More importantly, a Dell TV would be a beachhead in our living rooms, a base
from which the company could sell higher-profit add-ons such as home servers,
audio, and speakers. Media center PCs and boxes are two of those products; they
resemble garden-variety PCs but are all-in-one PC and entertainment systems with
the ability to play music, edit photos, and play and record video — together
with all the applications needed for surfing the Web. HP is the leader in this
emerging market with its HP-z500 Windows XP media center-based PC; a box that
can manage photos and music, display and record video, and access the Web. Apple
Computer has its Macintosh Mini for managing music and videos. But Dell is not
far behind.

Dell does have an institutional hurdle to overcome: It does not presently own
enough retail shelf space in which to display its TVs. Customers are accustomed
to comparing TVs side-by-side prior to a purchase. This may not limit Dell so
much in smaller LCD screens; but it will limit it in large, more expensive
plasma displays. Dell will offer a significant price advantage, believing buyers
will trade off the above risk for a much lower cost.

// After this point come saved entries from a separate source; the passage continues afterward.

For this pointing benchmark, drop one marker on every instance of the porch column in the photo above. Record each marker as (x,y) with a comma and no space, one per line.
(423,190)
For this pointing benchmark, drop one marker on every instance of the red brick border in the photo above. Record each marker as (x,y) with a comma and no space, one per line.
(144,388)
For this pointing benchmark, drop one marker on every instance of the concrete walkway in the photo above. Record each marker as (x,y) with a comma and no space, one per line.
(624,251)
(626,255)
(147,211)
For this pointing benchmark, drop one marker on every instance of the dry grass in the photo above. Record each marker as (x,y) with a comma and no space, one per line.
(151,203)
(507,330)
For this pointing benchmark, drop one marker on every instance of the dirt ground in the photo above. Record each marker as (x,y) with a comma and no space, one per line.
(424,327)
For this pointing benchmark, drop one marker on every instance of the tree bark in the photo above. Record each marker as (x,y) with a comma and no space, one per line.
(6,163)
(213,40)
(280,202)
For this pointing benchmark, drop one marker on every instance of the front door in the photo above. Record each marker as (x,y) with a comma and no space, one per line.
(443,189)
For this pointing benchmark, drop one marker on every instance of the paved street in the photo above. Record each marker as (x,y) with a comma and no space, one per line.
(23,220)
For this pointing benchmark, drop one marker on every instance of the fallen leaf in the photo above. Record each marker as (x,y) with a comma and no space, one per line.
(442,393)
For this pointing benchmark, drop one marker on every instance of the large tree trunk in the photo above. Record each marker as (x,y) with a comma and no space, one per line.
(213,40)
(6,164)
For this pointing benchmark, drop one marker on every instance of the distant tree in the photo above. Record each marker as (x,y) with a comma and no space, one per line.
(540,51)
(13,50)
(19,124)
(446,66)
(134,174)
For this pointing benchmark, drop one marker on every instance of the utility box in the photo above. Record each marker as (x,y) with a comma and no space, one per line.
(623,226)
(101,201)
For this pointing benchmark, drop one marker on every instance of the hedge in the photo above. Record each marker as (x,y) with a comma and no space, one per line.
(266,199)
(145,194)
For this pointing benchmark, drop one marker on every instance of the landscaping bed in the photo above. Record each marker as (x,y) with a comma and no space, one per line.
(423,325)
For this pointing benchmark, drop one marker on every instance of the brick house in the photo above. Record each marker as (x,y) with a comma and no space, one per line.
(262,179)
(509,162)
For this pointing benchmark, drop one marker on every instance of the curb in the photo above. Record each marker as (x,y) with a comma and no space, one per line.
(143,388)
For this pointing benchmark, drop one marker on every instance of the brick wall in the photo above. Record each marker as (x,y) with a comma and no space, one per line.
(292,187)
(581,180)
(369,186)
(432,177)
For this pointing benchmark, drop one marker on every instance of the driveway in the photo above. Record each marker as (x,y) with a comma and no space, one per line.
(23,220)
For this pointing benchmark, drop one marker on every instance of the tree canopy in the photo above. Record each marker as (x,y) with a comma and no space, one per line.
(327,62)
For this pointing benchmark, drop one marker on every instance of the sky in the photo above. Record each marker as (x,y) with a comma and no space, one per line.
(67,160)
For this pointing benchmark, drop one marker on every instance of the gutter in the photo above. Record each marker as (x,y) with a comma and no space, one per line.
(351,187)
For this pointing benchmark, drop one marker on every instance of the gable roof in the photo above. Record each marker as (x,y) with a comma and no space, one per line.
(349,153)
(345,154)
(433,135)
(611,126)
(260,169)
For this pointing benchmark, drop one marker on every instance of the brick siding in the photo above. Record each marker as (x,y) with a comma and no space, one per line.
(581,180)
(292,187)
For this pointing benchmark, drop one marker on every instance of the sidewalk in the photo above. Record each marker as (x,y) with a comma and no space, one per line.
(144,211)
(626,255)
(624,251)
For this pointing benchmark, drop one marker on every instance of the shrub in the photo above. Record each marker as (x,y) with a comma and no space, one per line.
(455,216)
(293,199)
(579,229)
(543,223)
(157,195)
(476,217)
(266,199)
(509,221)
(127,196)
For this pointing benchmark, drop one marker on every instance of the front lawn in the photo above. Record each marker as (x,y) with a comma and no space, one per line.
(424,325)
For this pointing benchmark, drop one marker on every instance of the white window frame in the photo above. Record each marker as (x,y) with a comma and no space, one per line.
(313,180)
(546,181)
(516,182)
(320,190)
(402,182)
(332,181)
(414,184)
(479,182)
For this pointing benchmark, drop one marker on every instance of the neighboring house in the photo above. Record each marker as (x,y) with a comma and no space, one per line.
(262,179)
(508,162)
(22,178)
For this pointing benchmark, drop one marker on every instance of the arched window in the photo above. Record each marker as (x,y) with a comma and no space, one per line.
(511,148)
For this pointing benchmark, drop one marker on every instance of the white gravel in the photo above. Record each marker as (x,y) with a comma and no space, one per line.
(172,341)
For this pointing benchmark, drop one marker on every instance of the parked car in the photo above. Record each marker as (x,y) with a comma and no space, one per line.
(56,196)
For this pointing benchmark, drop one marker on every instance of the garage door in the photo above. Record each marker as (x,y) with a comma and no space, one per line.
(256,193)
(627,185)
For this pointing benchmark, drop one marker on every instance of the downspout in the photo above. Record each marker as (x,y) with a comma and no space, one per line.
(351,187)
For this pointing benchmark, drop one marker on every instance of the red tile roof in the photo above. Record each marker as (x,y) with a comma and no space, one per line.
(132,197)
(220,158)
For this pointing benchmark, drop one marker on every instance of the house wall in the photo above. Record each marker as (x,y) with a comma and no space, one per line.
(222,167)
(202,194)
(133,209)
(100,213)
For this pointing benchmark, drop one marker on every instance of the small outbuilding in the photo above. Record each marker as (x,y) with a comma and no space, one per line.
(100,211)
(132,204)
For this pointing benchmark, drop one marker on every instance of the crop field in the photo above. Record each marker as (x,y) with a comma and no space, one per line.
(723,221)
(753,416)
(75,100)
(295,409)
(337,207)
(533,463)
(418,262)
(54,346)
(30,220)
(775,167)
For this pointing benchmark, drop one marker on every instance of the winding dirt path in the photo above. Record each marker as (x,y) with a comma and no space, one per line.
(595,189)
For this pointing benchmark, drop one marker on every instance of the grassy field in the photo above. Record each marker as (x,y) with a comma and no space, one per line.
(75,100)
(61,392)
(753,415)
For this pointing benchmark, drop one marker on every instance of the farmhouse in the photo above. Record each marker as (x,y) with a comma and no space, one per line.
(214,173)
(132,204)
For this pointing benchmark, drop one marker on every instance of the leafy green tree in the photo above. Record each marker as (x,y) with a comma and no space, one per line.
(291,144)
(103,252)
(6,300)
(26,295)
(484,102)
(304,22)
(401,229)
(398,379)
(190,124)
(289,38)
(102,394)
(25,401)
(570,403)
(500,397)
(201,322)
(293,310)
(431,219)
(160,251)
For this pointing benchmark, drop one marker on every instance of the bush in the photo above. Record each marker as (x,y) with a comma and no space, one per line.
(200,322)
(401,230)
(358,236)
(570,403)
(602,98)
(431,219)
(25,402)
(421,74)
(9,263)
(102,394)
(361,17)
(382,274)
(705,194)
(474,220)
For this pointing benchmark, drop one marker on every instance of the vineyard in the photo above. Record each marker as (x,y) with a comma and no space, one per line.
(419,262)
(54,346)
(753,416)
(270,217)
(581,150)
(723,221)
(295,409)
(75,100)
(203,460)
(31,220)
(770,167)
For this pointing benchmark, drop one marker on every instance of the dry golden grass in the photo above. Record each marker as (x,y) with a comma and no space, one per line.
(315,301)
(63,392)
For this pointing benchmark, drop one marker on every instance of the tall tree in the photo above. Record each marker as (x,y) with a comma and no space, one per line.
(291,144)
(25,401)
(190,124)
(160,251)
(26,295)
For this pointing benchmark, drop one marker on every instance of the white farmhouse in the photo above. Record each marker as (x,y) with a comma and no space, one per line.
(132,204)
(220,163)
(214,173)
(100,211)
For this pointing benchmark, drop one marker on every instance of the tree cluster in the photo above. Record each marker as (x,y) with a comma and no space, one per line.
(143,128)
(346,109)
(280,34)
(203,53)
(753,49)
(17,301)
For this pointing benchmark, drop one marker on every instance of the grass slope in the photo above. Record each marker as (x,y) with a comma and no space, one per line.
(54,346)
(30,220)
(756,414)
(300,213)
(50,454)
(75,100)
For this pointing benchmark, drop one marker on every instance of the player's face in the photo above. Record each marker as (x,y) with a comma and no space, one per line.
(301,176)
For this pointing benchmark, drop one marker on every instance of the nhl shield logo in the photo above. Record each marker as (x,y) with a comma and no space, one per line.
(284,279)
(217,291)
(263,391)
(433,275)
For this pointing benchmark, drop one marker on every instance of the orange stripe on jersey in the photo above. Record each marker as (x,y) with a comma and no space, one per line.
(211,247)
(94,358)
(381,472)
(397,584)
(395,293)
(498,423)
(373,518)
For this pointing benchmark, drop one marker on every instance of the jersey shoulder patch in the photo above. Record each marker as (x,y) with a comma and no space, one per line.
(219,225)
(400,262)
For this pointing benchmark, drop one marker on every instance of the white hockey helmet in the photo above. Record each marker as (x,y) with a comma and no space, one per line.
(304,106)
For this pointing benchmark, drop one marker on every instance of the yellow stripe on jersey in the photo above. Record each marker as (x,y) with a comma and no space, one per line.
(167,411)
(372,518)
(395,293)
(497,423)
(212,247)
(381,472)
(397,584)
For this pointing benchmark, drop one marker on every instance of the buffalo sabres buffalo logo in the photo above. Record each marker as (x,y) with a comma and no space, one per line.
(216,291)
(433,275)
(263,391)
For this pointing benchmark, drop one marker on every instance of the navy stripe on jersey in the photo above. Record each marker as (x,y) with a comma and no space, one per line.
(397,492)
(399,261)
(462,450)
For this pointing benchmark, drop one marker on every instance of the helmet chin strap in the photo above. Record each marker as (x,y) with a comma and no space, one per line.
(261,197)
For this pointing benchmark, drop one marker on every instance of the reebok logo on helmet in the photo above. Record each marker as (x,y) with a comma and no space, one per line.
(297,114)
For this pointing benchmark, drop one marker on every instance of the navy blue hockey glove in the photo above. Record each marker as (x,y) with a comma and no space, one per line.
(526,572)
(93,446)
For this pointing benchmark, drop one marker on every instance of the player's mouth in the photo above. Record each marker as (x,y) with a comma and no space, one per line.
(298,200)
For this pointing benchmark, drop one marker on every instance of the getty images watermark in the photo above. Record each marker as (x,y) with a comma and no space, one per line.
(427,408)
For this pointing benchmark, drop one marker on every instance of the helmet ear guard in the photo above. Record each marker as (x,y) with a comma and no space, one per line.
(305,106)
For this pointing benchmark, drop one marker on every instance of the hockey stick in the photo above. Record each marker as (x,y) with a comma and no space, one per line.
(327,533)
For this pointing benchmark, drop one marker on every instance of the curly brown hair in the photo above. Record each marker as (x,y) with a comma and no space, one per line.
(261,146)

Furthermore, Gateway Computer, one of Dell’s strongest PC-making competitors,
recently exited the TV business as a dismal failure. But bear in mind Gateway
wasn’t that great at execution in the PC business; and failed in TVs. So,
there’s a good chance that Dell, which is superb at execution, will succeed in
the consumer electronics businesses. And, as a result, it will find that the
power of its brand in computers is extensible into TVs and other consumer
electronics.

But for now, Dell’s revenues are almost entirely from computer-related products
and accessories. And I continue to believe Dell will remain the strongest player
in computing.

So, for
all the sunshine I’m pouring onto paper about what a good strategic move this is
for Dell — and a necessary move, at that — will this lift the DELL stock
price? While I think Dell is going to kick @ss in TVs, I wouldn’t be using this
as a sole catalyst for now: A good strategic move isn’t necessarily a near-term,
positive catalyst. Initial TV unit volumes are too small to impact either
revenue growth or gross margins. Of course, by the time TV unit volumes are high
enough, product margins will have come down! But, if unit sales the next couple
of years indicate that Dell can, in fact, do for TVs what it did for PCs —
i.e., get people to buy them largely without seeing them — I’d feel more
positive about this move as a small catalyst.

I’d stay
on the sidelines until I saw early signs of high single digit growth in IT
spending and of a large-scale upgrade in enterprise technology. That’s what is
needed to move DELL meaningfully higher: increasing share of a growing,
higher-margin enterprise market, rather than increasing share of a relatively
static market. But if I were someone with a 5-year horizon, I’d probably own a
small position; in part because DELL is a good safe haven stock with less
downside that most other names in the tech space.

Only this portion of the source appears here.